Do Jews have a future? Maybe, but only if we stop marrying goyim, says Jack Wertheimer, a professor at JTS, in a long article I found infuriating for reasons I find hard to articulate. Maybe you guys can help me be infuriated by it in a more fully worked-out way!
There is the confusion about causation and correlation, which annoys me as a mathematician:
The bottom-line fact is that in both religious and communal life, intermarried families participate at decidedly lower rates than their in-married counterparts. The 2000-01 NJPS offers ample evidence comparing the two populations. In the realm of religious engagement, four times fewer intermarried families than in-married families join and regularly attend a synagogue, and five times fewer keep a kosher home. The same trends obtain in the area of social and communal participation: three times fewer intermarried families report that two or more of their closest friends are Jewish, and four to five times fewer join and volunteer for Jewish organizations or contribute to Jewish philanthropy.
And of course hysterical overreaction to disagreement, which annoys me as a human being:
In short, it remains unacceptable to encourage Jews to marry other Jews, unacceptable to state the obvious about the downside of intermarriage, and unacceptable to invoke such a thing as a responsibility to the Jewish people. In today’s environment, Jewish endogamy has become the love that dare not speak its name.
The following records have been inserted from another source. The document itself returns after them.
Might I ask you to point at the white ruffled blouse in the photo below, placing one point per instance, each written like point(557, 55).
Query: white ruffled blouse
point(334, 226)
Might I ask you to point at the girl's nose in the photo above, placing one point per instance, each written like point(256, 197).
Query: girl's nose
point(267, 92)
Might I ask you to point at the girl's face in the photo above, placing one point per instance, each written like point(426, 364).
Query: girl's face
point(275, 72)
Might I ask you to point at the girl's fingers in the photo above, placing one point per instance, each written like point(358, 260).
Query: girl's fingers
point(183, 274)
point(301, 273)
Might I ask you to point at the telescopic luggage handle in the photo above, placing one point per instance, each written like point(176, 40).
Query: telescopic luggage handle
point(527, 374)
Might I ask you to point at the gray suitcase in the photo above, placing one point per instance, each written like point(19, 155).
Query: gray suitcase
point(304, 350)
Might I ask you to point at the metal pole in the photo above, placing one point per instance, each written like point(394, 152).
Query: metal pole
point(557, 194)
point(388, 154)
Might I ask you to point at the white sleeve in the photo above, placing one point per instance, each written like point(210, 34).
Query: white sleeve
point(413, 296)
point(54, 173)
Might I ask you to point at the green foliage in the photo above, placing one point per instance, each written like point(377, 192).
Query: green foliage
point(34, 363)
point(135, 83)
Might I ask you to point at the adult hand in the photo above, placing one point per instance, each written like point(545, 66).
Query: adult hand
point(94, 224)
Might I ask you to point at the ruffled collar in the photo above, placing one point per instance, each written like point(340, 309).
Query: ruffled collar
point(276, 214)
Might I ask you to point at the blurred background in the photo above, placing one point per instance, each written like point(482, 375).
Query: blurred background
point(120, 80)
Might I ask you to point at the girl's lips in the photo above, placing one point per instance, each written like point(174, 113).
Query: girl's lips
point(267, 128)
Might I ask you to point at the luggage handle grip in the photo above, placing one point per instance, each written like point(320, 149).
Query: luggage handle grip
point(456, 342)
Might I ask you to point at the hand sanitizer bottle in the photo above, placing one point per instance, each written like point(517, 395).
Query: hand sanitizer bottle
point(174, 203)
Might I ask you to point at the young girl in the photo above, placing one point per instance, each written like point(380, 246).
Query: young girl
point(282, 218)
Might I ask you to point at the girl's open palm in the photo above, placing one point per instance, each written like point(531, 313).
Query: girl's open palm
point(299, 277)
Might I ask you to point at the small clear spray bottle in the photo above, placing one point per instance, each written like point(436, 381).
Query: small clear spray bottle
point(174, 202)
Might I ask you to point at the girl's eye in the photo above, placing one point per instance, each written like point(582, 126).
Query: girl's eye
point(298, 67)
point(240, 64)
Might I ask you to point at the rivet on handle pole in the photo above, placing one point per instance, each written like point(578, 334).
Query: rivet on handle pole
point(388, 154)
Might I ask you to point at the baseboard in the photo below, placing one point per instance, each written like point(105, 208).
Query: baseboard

I’m a Jew married to a Jew, and nobody throws rocks at me, nobody vandalizes my house or calls me names on the Internet, and I can very definitely tell you that nobody suggests that I be forbidden from marrying, or institutionalized, or just plain thrown in jail, like those people who loved in the way that actually didn’t dare speak its name.
I’m the kind of person who, in Wertheimer’s mind, ought to be part of what he hopes is a “silent majority” — I’m raising Jewish kids, I belong to a synagogue, I give to Jewish charities. And yep, I favor my kids marrying other Jews. I’m in the Jewish community. But guess what — it’s exactly articles like this one that make me want to tell the Jewish community, or this part of it, that it can go take a leap.
It reminds me of going to Orthodox Talmud Torah as a kid. They told us that any one of us who married a non-Jew was fulfilling Hitler’s plan. They also told us that if the United States ever went to war with Israel, we would have to fight on Israel’s side. Fair to say they took commitment to the Jewish people fairly seriously.
But I actually like those guys, in retrospect, better than I like this article! Because let’s face it — they knew my family didn’t keep kosher. They knew we weren’t shomer shabbos and they knew that when we came to pray on Saturday morning, we drove there, parked three blocks from shul, and walked the rest of the way, just to keep up appearances. It wasn’t a problem. They let me keep going to Hebrew School there, and they let me stand up and be bar mitzvahed there just as if I were observant. I think it’s fair to say I learned a lot there that helped keep me part of the Jewish community for life.
Should they instead have tossed me out, the way Wertheimer wants synagogues to do with Jews who marry outside the faith?